The shooting at Dawson College in Montréal on Wednesday has led to this question. Yes, there aren't many shootings of this kind in Canada, but why do they seem to happen in Quebec.

After all, a number of people were shot at Duquesne University in Pittsburgh, and nobody makes an association with Pittsburgh.

The shooter, who killed a woman and wounded 19, noted in his blog that he hated humanity and wanted to die young in a hail of bullets.

But a number of people point out the alienation of the linguistic struggle. The infamous Bill 101 forces students into either English or French, depending on the circumstances. In a city where French reigns supreme, learning in English schools can put you behind in the society.

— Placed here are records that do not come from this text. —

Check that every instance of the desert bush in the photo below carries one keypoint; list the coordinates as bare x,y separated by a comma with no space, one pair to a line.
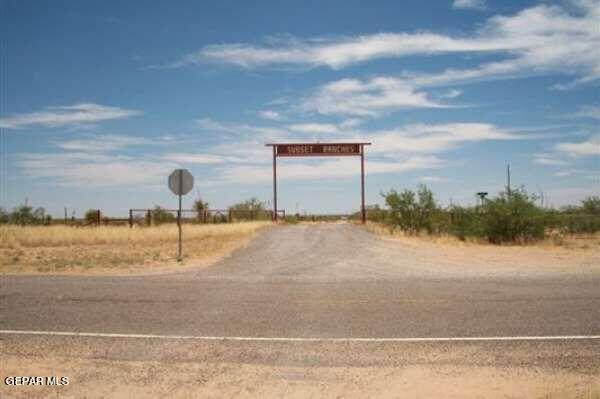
91,216
464,222
578,219
4,216
251,209
374,214
413,212
160,215
27,215
513,217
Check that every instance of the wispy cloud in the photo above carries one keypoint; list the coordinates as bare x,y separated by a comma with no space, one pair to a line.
270,114
433,179
470,4
326,169
435,138
590,147
101,143
368,98
543,160
452,93
537,40
587,111
93,170
71,115
315,128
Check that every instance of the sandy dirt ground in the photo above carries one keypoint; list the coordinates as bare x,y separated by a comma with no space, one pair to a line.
576,255
217,371
317,281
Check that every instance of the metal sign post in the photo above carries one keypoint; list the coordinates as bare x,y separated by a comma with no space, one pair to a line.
320,150
181,182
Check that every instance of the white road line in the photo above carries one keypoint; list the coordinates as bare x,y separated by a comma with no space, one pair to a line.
302,339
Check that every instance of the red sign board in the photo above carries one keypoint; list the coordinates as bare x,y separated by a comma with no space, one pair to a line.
317,149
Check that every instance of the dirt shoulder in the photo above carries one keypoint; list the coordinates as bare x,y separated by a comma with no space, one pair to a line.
149,369
575,255
119,250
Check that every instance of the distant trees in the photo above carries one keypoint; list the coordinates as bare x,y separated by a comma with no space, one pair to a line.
91,216
25,215
200,207
513,217
160,215
250,209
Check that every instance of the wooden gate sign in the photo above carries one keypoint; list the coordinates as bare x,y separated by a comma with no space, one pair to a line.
317,149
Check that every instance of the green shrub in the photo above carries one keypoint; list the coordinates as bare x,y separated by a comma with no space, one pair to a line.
413,212
513,217
160,215
91,216
251,209
26,215
464,222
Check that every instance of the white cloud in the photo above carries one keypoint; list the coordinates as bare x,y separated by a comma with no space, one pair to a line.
470,4
369,98
101,143
71,115
589,147
325,169
540,160
270,114
538,40
452,93
242,130
588,111
431,139
84,170
195,158
433,179
315,128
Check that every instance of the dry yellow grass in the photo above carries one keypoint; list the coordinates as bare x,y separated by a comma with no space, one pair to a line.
62,249
580,241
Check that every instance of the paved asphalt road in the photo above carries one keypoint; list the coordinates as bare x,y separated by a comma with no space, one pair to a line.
317,281
308,281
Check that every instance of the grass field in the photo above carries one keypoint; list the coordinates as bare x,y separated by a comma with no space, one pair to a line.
581,241
64,249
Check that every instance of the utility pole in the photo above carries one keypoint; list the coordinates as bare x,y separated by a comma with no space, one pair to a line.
508,179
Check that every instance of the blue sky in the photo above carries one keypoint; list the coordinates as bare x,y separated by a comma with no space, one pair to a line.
101,100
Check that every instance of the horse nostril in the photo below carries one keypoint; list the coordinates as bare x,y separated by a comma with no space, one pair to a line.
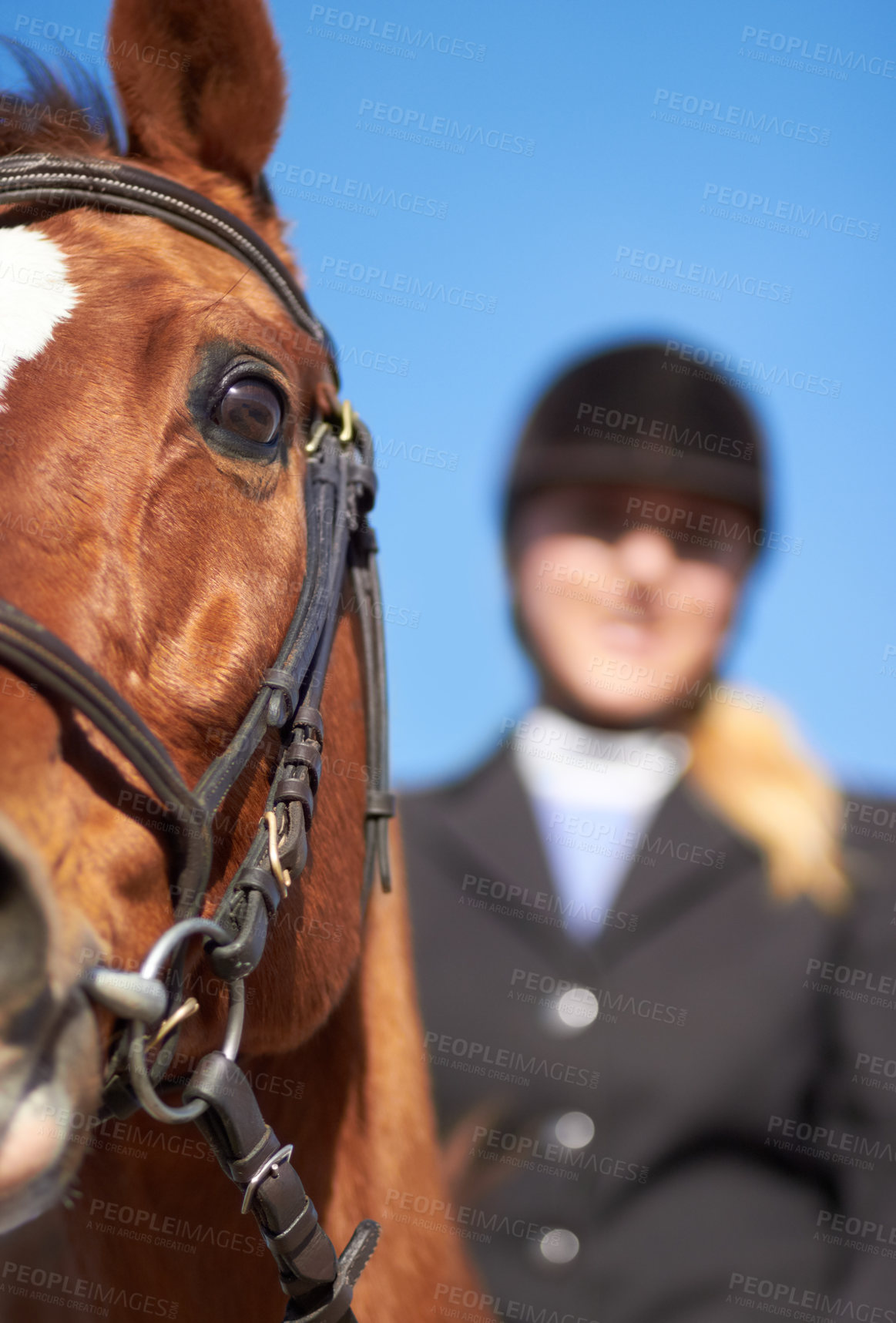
24,935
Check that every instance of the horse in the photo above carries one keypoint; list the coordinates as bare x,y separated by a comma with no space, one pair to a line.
162,398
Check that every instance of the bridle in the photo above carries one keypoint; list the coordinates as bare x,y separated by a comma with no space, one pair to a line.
341,487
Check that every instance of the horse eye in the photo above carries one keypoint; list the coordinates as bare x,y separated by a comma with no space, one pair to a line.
252,409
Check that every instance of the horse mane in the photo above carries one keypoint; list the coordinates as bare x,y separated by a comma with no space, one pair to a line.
57,112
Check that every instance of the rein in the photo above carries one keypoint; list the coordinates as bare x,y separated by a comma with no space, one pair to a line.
341,489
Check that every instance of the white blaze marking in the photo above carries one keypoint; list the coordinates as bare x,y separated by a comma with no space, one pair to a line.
35,295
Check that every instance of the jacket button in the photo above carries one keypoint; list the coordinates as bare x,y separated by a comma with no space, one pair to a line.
559,1247
575,1129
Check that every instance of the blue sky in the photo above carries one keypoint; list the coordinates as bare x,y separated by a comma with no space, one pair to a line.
551,170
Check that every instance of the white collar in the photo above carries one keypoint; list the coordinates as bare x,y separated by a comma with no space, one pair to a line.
564,760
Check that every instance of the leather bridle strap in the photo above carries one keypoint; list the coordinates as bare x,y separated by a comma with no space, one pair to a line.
341,489
60,183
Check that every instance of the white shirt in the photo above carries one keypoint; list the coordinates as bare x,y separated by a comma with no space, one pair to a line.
593,791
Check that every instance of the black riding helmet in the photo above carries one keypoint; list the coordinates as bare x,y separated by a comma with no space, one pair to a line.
643,415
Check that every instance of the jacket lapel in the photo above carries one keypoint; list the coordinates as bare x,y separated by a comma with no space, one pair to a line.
686,855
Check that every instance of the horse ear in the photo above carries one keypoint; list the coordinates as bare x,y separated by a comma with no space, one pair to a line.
199,79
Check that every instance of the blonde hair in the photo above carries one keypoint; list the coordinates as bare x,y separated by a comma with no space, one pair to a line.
753,769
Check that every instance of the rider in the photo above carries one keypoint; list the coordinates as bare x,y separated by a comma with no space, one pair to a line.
632,921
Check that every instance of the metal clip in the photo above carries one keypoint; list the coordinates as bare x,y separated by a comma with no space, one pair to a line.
267,1168
348,424
281,874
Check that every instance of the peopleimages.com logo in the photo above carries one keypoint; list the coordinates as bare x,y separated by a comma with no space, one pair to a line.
401,121
829,60
763,210
713,116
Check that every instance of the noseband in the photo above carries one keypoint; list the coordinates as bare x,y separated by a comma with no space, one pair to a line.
341,487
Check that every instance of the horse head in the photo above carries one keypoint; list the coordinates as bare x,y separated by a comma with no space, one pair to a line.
155,405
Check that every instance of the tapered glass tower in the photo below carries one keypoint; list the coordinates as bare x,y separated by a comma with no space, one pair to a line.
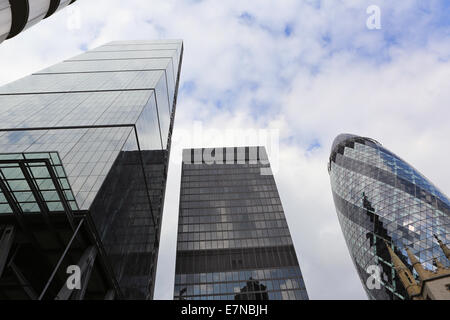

This week's killer, Kimveer Gill, attended English elementary and high schools in Montréal.

In 1989, Marc Lepine killed 14 women and wounded 13 at the University of Montréal's École Polytechnique. Valery Fabrikant, an engineering professor, was an immigrant from Russia who in 1992, shot four colleagues and wounded one other at Concordia University's faculty of engineering.

While Gill, Lepine, and Fabrikant were clearly mentally unstable, they were also immigrants. And for a long time, immigrant issues have been ignored in Quebec.

Many of the French-language issues and bills stemmed around the threat of English overtaking French in Quebec. The so-called "language police" while mocked, are a significant voice in Quebec society; especially in Montréal, where English has more dominance than any other Quebec city.

However, many immigrants to Quebec are not anglophones from the rest of Canada or even the United States, but those from other countries, where English is not their native language. If you speak Italian or Arabic, imagine yourself being forced into a language that, while technically one of the two official languages in your new country, is not the dominant one where you live.

Perhaps there isn't a direct correlation between these events, but the immigrant issue needs to be dealt with in Quebec. And so does the issue of taking guns in crowded colleges and shooting at random.